Boeing CEO Dennis Muilenburg lays out his vision for space airplanes and aerospace traffic system – GeekWire

GeekWire’s Alan Boyle listens to Boeing CEO Dennis Muilenburg during a fireside chat at the GeekWire Summit in Seattle. (Photo by Dan DeLong for GeekWire)

A decade from now, Boeing will still be primarily known as an airplane company, the company’s CEO says. But some of the things we’ll call airplanes might be what we’d call rocket ships today. And whatever you call them, Boeing will make them.

That’s the vision laid out today at the GeekWire Summit by Dennis Muilenburg, Boeing’s CEO, president and chairman. Rather than seeing a sharp division between the world of atmospheric flight and the world of rocket launches, Muilenburg sees a continuum that stretches from personal-sized air taxis to traditional aircraft to hypersonic transports to a whole family of Boeing-built commercial spacecraft.
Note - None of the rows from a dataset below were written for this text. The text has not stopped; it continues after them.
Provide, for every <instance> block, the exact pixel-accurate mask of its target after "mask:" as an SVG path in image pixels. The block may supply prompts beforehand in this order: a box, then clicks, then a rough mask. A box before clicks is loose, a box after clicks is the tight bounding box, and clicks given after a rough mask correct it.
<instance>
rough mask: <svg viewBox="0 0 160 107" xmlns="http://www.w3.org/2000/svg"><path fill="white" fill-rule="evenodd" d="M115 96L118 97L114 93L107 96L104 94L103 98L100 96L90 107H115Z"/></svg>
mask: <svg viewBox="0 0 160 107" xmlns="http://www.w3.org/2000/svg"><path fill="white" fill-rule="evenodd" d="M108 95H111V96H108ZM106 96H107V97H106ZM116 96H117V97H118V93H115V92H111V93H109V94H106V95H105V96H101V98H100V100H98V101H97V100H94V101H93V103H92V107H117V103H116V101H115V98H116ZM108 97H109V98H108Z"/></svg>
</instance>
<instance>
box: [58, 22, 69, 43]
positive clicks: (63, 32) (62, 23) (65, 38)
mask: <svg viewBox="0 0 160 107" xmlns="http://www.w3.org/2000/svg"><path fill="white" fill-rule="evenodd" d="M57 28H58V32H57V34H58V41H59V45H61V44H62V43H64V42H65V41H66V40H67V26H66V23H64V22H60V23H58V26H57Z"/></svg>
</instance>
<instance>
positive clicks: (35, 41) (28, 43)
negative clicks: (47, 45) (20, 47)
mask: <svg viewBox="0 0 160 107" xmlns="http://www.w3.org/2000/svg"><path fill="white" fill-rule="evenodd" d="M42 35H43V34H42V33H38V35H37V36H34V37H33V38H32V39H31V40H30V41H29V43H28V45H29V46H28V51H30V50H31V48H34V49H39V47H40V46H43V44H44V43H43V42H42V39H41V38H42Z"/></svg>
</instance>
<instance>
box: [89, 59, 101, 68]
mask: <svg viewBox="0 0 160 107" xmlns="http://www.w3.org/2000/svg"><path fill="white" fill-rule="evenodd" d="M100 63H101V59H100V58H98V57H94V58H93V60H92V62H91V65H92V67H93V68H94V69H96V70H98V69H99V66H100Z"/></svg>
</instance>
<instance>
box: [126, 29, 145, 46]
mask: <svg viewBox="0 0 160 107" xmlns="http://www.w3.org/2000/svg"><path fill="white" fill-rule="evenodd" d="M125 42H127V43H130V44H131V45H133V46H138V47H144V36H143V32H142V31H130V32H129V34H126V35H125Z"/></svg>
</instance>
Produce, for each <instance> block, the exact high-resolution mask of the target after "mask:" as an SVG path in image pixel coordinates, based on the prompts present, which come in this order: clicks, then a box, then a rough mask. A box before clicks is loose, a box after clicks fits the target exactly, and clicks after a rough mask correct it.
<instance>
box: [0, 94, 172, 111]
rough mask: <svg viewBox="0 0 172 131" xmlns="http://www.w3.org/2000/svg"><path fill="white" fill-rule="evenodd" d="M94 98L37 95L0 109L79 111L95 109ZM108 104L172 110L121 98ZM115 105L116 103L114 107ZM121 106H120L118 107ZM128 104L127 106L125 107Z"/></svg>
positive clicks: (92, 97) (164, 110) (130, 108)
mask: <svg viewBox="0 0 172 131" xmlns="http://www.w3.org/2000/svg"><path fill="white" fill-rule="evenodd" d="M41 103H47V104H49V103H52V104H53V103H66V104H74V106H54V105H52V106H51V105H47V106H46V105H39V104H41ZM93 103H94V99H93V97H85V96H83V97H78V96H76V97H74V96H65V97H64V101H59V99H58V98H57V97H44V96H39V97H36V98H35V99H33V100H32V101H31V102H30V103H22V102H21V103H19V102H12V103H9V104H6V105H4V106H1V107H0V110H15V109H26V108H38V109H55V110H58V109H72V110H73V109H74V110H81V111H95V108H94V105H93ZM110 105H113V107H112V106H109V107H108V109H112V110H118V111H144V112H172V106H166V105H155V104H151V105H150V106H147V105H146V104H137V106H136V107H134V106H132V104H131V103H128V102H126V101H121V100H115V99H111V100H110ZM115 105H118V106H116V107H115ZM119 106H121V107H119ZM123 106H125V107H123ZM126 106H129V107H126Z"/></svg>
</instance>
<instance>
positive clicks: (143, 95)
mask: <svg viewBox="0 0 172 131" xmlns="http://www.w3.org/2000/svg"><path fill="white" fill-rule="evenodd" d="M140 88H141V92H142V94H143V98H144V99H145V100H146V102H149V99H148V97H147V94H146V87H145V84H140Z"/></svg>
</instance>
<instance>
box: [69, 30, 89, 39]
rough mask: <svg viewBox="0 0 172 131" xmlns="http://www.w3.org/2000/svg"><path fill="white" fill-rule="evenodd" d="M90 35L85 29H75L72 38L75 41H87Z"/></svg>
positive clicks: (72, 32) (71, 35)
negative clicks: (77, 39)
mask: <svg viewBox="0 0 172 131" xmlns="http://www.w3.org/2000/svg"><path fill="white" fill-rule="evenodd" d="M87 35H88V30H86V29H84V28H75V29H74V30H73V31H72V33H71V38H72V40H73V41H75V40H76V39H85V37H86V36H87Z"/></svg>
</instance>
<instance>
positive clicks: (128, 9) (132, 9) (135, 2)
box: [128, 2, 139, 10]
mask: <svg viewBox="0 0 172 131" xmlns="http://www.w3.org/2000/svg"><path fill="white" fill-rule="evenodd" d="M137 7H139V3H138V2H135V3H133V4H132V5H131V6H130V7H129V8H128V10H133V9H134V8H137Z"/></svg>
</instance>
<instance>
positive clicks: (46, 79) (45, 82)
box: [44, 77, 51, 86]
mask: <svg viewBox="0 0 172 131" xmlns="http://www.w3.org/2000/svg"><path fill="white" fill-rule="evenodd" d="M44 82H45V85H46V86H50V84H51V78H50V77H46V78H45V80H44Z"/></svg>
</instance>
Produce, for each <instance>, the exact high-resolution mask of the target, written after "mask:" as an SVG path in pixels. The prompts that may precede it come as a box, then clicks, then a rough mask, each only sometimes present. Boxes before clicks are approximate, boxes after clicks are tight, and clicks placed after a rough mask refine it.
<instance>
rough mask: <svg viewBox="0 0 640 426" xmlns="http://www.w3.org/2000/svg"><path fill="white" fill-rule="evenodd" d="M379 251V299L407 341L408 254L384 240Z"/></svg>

“Within a decade, you’re going to see low-Earth-orbit space travel become much more commonplace,” he told me. “Not only going to the International Space Station, as we will today, but also other destinations in space. Space tourism, space factories … that whole ecosystem is evolving, and we’ll be deeply involved in the transportation system that will enable access.”

Boeing’s first piece of that space transportation system is the CST-100 Starliner capsule, which is designed to start carrying astronauts to and from the space station next year. “You can think of that as our first vehicle in what in the longer term will be a portfolio of commercial space vehicles to go along with our commercial airplanes,” Muilenburg said.

That vision is being fleshed out in a $1 million study that Boeing is getting ready to send to NASA in December. Boeing is also working with NASA, the Federal Aviation Administration and other aerospace industry representatives on new approaches to air traffic management, some of which take advantage of artificial intelligence.